Charlotte Area Needs 71,523 New Apartments by 2030 to Keep Pace with Demand
Growth is Due to Aging Population, Immigration, Declining Home Purchases
WASHINGTON, D.C., June 12, 2017 – An aging population, international immigration and fewer home purchases are resulting in an increased need for new apartments. The Charlotte metro area is expected to need 71,523 new apartments by 2030 to keep up with local demand, according to a new study commissioned by the National Multifamily Housing Council (NMHC) and the National Apartment Association (NAA). The study found that, nationally, 4.6 million new apartments are needed by 2030. This growth would increase economic activity in Charlotte and across the country.
It’s important to note that locally:
- An average of 3,913 units were built annually between 2011 and 2016, and Charlotte will need to average 5,109 per year in the coming years to meet the expected demand.
- Charlotte is ranked fourth out of 50 metro areas in terms of the percent increase (43 percent) of apartments needed by 2030.
- There are currently 165,342 apartments in the Charlotte metro area, with residents that span the age and income spectrum.
- Charlotte apartment developers, owners and managers and their residents contribute $5.1 billion to the local economy in annually.
“Nationally and here in Charlotte, we’re experiencing fundamental shifts in our housing dynamics, as more people are moving away from buying houses and choosing apartments instead. Charlotte is a well-located city with an excellent airport, as well as good economic prospects, led by continued growth in the professional services and trade sectors. These factors are anticipated to continue to attract significant migrations of new residents to the city, which will continue to boost local apartment rentals. Similar to other cities – including Raleigh, Orlando and Austin – older, more affordable rental units account for less than a fifth of metro rentals in Charlotte,” said Ken Szymanski, Executive Director, Greater Charlotte Apartment Association. “We will need to build new apartments to meet the expected increase in demand at a variety of incomes in our metro area.”
The increased demand for apartments is due in large part to:
- The aging population. People 65-plus will account for a large part of population growth going forward across all states. The research shows older renters are helping to drive future apartment demand.
- Immigration. International immigration is assumed to account for approximately half (51 percent) of all new population growth in the U.S., with higher growth expected in the nation’s border states. This population increase will contribute to the rising demand for apartments. Research has shown that immigrants have a higher propensity to rent and typically rent for longer periods of time.
- Delayed house purchases. Life events such as marriage and children are the largest drivers of home ownership. In 1960, 44 percent of all households in the U.S. were married couples with children. Today, it’s less than one in five (19 percent), and this trend is expected to continue.

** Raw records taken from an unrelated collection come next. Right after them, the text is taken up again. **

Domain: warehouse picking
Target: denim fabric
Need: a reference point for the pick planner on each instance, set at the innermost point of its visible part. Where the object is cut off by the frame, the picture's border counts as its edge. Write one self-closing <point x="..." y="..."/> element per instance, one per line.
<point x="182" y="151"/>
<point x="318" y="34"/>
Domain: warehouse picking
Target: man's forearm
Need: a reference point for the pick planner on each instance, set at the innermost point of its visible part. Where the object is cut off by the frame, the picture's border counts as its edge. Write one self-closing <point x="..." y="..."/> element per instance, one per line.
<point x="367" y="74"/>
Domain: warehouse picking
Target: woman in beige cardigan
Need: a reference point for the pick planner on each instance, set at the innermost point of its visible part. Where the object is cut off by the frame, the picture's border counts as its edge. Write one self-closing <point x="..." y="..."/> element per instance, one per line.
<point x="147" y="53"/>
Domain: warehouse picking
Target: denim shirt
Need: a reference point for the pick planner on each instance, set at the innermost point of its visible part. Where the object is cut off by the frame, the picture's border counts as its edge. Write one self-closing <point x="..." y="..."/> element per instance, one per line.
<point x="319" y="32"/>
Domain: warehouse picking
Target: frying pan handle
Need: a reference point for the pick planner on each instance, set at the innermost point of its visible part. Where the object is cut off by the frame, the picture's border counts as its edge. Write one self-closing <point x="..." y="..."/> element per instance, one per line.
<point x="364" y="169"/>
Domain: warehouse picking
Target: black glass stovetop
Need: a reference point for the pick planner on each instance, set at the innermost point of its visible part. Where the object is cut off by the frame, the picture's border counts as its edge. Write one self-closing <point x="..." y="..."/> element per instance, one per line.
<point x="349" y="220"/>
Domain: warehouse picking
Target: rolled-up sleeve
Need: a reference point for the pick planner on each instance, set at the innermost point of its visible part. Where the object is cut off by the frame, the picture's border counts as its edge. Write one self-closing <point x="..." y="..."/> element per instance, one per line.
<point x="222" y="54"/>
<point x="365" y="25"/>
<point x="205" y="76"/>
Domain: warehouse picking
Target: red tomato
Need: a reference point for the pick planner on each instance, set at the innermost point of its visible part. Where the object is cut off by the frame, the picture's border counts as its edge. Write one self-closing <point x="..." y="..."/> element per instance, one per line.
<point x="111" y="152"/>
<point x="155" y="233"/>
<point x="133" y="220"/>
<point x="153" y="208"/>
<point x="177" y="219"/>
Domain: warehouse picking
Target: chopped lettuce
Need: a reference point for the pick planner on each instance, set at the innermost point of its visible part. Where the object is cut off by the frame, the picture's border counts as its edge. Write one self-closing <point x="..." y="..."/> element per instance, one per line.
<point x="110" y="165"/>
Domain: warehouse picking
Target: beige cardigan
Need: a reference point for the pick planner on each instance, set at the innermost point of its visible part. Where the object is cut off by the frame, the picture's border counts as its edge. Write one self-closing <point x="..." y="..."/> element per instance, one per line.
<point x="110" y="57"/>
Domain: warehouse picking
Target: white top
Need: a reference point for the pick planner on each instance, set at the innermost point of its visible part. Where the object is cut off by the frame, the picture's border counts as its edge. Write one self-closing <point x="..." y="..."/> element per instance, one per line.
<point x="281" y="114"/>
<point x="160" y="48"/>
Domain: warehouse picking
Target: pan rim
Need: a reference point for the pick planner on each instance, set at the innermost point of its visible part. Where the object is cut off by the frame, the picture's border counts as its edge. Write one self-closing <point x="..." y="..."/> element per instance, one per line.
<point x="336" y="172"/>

“Apartment rentals are on the rise, and this trend is expected to continue at least through 2030, which means we’ll need millions of new apartments in the U.S. to meet the increased demand. The western U.S. as well as states such as Texas, Florida and North Carolina are expected to have the greatest need for new apartment housing through 2030, although all states will need more apartment housing moving forward,” said NAA Chair Cindy Clare.
There will also be a growing need for renovations and improvements on existing apartment buildings, which will provide a boost in jobs (and the economy) nationwide. Hoyt’s research found that 51 percent of the apartment stock was built before 1980, which translates into 11.7 million units that could need upgrading by 2030. The older stock is highly concentrated in the northeast.
“The growing demand for apartments – combined with the need to renovate thousands of apartment buildings across the country – will make a significant and positive impact on our nation’s economy for years to come,” explained NMHC Chair Bob DeWitt. “For frame of reference, apartments and their 39 million residents contribute $1.3 trillion to the national economy. As the industry continues to grow, so will this tremendous economic contribution.”
Other highlights from the report include:
- Demand is expected to be especially significant in Raleigh, N.C., where demand calls for a 69.1 percent increase in new apartment units between now and 2030, Orlando, Fla. (56.7 percent), and Austin, Texas (48.7 percent). Also notable, the demand in the New York City metro area will call for an additional 278,634 apartment units, Dallas-Ft. Worth, Texas (266,296 new units), and Houston, Texas (214,176 new units).
- Propensity to rent is higher in high-growth and high-cost states.
- Hundreds of thousands of new rental units will be needed by 2030 in states such as California, Georgia, Arizona, Florida, North Carolina, Nevada, New York, Texas, Virginia and Washington.